A Minnesota man was released from jail this week after spending close to three months in custody for possession of vitamins.
The man, 31-year-old Joseph Burrell, was arrested last November after police claimed that a vitamin powder found in his vehicle was actually illegal amphetamines.
Charged with two counts of felony drug possession, Burrell was incarcerated on $250,000 bail while the substance awaited final testing at the state crime lab.
“I told the judge I couldn’t plead guilty to something I knew wasn’t a drug,” Burrell told the Mankato Free Press. “They set my bail at $250,000 for vitamins.”
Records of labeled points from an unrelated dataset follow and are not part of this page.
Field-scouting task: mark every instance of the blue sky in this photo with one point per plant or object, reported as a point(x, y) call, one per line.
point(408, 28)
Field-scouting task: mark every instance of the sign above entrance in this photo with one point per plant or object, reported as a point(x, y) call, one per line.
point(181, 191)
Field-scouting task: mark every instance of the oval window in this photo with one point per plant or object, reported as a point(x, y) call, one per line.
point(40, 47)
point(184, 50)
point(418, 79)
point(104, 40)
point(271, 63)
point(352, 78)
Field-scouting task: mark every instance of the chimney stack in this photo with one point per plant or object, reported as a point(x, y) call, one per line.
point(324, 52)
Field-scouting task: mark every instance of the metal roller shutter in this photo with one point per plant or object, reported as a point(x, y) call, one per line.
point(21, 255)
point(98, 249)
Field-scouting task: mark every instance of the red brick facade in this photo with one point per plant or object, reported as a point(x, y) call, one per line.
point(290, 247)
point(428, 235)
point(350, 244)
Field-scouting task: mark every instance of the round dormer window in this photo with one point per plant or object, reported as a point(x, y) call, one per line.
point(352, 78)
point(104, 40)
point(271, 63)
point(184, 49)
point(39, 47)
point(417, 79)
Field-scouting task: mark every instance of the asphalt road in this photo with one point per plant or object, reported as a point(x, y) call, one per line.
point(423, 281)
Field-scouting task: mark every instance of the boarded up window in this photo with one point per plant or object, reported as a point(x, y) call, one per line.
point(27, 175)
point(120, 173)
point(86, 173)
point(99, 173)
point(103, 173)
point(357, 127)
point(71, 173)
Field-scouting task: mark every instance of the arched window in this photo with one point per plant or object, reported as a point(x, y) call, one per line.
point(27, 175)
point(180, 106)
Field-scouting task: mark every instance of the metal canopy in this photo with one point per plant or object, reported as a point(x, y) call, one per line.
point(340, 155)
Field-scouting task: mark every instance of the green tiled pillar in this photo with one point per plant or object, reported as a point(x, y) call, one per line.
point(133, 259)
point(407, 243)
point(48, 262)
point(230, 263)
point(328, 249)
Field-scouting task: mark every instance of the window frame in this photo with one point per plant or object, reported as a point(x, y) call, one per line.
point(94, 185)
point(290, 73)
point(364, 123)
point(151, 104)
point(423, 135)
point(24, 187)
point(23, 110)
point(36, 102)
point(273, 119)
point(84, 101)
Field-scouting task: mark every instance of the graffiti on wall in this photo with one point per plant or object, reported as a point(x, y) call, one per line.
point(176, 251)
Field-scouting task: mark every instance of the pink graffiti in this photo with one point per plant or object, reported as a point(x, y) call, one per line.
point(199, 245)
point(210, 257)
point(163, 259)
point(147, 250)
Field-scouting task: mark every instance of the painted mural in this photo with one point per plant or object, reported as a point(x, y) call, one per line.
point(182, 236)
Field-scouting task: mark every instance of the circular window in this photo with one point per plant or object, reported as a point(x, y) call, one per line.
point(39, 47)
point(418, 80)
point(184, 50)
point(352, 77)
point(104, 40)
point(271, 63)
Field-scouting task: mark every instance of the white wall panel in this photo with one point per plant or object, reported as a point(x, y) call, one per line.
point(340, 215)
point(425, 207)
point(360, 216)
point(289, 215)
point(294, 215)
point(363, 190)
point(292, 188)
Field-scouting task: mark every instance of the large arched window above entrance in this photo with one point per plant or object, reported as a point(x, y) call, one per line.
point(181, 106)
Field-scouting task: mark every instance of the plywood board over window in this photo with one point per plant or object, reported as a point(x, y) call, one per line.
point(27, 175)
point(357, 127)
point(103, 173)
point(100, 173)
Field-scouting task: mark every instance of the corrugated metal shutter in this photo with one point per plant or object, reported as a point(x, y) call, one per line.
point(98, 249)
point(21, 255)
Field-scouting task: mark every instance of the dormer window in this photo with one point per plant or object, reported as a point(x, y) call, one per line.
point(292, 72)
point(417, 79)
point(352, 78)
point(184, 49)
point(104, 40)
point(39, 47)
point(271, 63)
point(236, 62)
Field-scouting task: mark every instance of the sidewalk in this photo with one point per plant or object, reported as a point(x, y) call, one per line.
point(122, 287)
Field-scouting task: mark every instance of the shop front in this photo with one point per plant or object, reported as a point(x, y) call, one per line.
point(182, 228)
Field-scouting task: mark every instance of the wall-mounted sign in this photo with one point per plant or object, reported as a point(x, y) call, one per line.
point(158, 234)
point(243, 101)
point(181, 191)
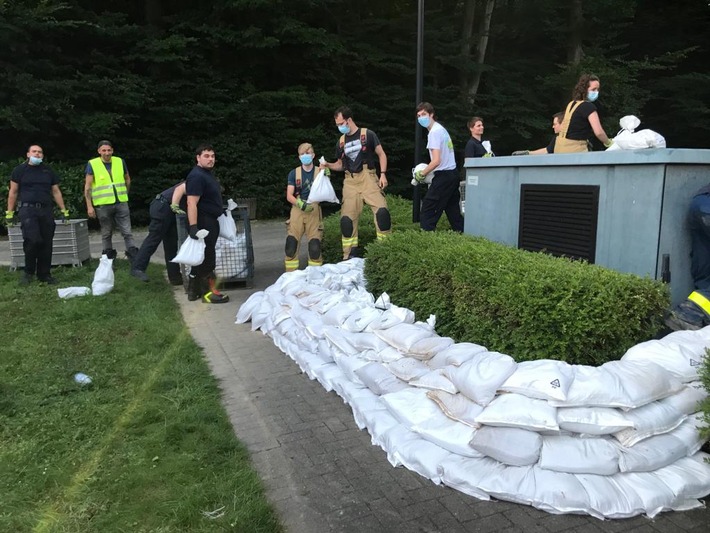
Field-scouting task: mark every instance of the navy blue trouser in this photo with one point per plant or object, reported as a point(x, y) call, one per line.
point(162, 227)
point(443, 196)
point(37, 233)
point(699, 222)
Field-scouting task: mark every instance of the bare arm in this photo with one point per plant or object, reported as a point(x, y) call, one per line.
point(597, 128)
point(383, 165)
point(192, 202)
point(12, 196)
point(178, 193)
point(57, 195)
point(88, 183)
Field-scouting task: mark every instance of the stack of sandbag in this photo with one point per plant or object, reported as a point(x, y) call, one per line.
point(613, 441)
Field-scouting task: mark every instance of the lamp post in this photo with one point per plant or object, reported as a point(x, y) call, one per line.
point(416, 196)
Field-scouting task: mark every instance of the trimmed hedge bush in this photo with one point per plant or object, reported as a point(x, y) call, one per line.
point(528, 305)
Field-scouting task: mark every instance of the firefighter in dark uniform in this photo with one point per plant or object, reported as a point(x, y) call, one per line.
point(33, 185)
point(357, 152)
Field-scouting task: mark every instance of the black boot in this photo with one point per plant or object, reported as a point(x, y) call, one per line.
point(194, 288)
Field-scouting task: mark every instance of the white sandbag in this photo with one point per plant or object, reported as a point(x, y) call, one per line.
point(447, 434)
point(73, 292)
point(457, 407)
point(192, 251)
point(510, 446)
point(518, 411)
point(653, 419)
point(479, 377)
point(434, 380)
point(544, 379)
point(227, 226)
point(578, 455)
point(403, 336)
point(410, 406)
point(592, 420)
point(407, 368)
point(675, 357)
point(651, 454)
point(456, 354)
point(247, 308)
point(688, 400)
point(103, 277)
point(379, 380)
point(322, 190)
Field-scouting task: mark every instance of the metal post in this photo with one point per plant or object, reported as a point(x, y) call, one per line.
point(416, 196)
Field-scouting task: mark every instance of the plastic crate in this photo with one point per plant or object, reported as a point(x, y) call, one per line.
point(234, 261)
point(70, 245)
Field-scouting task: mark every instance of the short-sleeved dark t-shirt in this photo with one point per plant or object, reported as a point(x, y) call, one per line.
point(474, 148)
point(201, 182)
point(35, 183)
point(579, 128)
point(353, 156)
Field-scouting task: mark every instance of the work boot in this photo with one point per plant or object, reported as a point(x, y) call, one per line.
point(193, 288)
point(139, 274)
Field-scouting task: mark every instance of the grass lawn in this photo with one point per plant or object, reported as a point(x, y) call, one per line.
point(146, 447)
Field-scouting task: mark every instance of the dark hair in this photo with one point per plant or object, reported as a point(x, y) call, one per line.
point(203, 148)
point(345, 111)
point(580, 90)
point(472, 122)
point(426, 106)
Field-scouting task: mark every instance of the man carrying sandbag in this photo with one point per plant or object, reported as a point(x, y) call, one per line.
point(305, 217)
point(204, 206)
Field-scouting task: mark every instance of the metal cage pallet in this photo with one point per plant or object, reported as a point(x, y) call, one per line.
point(70, 245)
point(234, 260)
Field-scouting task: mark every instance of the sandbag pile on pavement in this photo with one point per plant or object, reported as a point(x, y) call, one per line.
point(613, 441)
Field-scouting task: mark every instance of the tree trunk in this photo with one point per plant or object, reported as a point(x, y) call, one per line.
point(575, 25)
point(481, 49)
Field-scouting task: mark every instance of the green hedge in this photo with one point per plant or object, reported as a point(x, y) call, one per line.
point(528, 305)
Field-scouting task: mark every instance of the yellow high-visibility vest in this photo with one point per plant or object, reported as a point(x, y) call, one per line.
point(102, 190)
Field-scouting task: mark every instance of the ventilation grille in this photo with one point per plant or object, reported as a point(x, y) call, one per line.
point(559, 220)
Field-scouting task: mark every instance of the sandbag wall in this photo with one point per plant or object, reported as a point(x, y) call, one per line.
point(613, 441)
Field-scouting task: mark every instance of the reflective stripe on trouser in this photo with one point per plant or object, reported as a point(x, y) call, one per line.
point(300, 223)
point(359, 189)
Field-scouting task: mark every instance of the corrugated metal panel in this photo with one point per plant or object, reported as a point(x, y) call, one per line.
point(559, 220)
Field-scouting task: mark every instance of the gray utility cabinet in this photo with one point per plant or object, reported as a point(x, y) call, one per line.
point(625, 210)
point(70, 245)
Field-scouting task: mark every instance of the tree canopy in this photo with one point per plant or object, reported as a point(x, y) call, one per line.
point(255, 78)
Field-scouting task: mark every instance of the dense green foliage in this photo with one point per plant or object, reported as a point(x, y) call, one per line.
point(528, 305)
point(147, 447)
point(258, 77)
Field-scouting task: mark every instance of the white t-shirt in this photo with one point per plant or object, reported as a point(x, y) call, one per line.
point(439, 139)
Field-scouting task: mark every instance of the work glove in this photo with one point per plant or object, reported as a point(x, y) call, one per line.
point(303, 206)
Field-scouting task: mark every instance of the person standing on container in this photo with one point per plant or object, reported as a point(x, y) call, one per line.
point(305, 218)
point(444, 195)
point(33, 185)
point(204, 206)
point(106, 192)
point(581, 119)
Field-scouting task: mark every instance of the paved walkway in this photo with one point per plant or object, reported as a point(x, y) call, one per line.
point(320, 471)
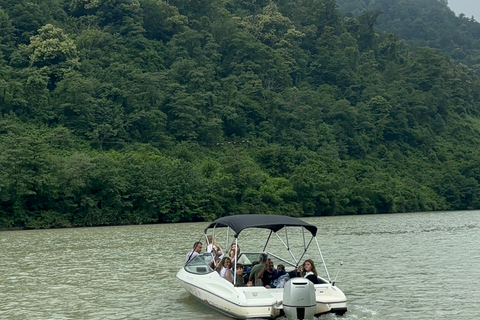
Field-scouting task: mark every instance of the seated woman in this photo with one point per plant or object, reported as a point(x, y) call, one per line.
point(239, 278)
point(225, 269)
point(309, 272)
point(239, 258)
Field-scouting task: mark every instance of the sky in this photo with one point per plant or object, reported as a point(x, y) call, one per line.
point(469, 7)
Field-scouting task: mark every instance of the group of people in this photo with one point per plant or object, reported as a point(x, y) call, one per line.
point(262, 272)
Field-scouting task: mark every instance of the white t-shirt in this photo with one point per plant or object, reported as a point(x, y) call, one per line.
point(224, 271)
point(209, 248)
point(190, 256)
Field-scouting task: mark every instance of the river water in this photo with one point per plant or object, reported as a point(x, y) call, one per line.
point(399, 266)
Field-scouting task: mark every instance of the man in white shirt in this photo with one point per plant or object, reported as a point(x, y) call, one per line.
point(197, 248)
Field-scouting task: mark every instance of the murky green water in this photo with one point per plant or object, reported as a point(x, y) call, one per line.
point(403, 266)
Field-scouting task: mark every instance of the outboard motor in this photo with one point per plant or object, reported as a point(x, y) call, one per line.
point(299, 299)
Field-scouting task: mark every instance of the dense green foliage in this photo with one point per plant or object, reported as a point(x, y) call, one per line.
point(147, 111)
point(422, 23)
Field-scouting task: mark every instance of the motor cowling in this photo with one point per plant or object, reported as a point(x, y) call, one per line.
point(299, 299)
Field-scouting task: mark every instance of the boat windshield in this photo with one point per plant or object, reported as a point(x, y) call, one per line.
point(200, 264)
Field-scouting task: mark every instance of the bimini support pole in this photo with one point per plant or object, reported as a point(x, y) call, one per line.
point(286, 246)
point(268, 239)
point(235, 262)
point(323, 261)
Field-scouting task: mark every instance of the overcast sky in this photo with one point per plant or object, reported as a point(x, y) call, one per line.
point(469, 7)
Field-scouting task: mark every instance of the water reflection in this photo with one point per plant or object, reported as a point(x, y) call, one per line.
point(403, 266)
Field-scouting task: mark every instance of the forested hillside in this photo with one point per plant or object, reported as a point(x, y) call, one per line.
point(151, 111)
point(422, 23)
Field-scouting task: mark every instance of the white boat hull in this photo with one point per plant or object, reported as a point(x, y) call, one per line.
point(252, 302)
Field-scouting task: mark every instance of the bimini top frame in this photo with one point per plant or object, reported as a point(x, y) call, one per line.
point(274, 223)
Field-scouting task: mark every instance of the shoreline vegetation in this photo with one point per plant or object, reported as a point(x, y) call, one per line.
point(147, 111)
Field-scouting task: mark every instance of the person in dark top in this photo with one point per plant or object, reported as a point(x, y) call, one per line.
point(268, 274)
point(309, 272)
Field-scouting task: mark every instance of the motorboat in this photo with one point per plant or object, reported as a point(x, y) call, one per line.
point(250, 302)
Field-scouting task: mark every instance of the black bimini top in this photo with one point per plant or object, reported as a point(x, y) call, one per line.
point(266, 221)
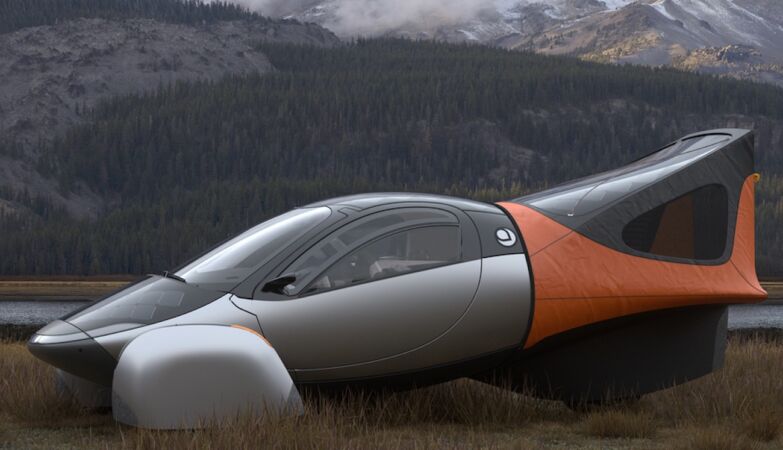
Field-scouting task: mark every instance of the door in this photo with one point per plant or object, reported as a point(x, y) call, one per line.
point(381, 286)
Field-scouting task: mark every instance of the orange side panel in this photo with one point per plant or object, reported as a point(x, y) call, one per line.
point(579, 282)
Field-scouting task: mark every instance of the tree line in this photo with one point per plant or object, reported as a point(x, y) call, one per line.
point(18, 14)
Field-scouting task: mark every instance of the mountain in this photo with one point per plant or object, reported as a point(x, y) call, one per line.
point(55, 68)
point(187, 166)
point(740, 38)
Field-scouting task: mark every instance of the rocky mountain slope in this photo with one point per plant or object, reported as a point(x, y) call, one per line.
point(740, 38)
point(51, 76)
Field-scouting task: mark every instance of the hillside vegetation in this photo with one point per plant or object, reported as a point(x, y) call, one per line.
point(193, 163)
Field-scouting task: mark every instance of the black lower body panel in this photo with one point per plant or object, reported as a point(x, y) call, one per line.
point(621, 359)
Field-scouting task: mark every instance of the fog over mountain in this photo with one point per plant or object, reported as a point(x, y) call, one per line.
point(740, 38)
point(350, 18)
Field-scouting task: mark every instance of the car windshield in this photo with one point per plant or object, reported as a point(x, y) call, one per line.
point(232, 262)
point(150, 300)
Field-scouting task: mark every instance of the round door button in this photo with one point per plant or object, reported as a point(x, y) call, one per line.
point(505, 237)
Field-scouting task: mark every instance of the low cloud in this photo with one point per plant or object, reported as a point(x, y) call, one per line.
point(376, 17)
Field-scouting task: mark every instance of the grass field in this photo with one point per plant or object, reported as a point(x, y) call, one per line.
point(738, 407)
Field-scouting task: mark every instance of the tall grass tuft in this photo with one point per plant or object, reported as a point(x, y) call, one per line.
point(28, 387)
point(620, 423)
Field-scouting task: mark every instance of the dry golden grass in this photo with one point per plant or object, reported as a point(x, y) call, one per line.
point(620, 423)
point(739, 407)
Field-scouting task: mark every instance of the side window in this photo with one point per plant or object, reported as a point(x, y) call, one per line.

After spending weeks behind bars, Burrell was quietly released only days before his trial. Man Released after Months in Jail for Possession of Vitamins
“I had been sitting in the jail since November with my bail set at $250,000,” Burrell said. “Then, two days before trial, they dropped the charges and let me go.”
Lab analysis corroborated Burrell’s claims after the powder did in fact turn out to be mere vitamins, not speed, as officers had claimed.
Even more concerning, Burrell stated that police waited more than a month to send the evidence to the crime lab after his arrest.
Similarly, the crime lab also waited one month after testing the substance to return it back to prosecutors.
As deplorable as Burrell’s situation is, many have not fared as favorably.
A multi-year investigation into the Federal Bureau of Investigation’s crime lab by the Department of Justice uncovered rampant tampering of evidence.
Frederic Whitehurst, former supervisory special agent in the FBI crime lab for more than a decade, joined the Alex Jones show in 2010 to discuss the FBI’s long history of fabricating and altering evidence. Whitehurt blew the whistle in the 1990s and forced the agency to adopt new guidelines in order to ensure greater oversight.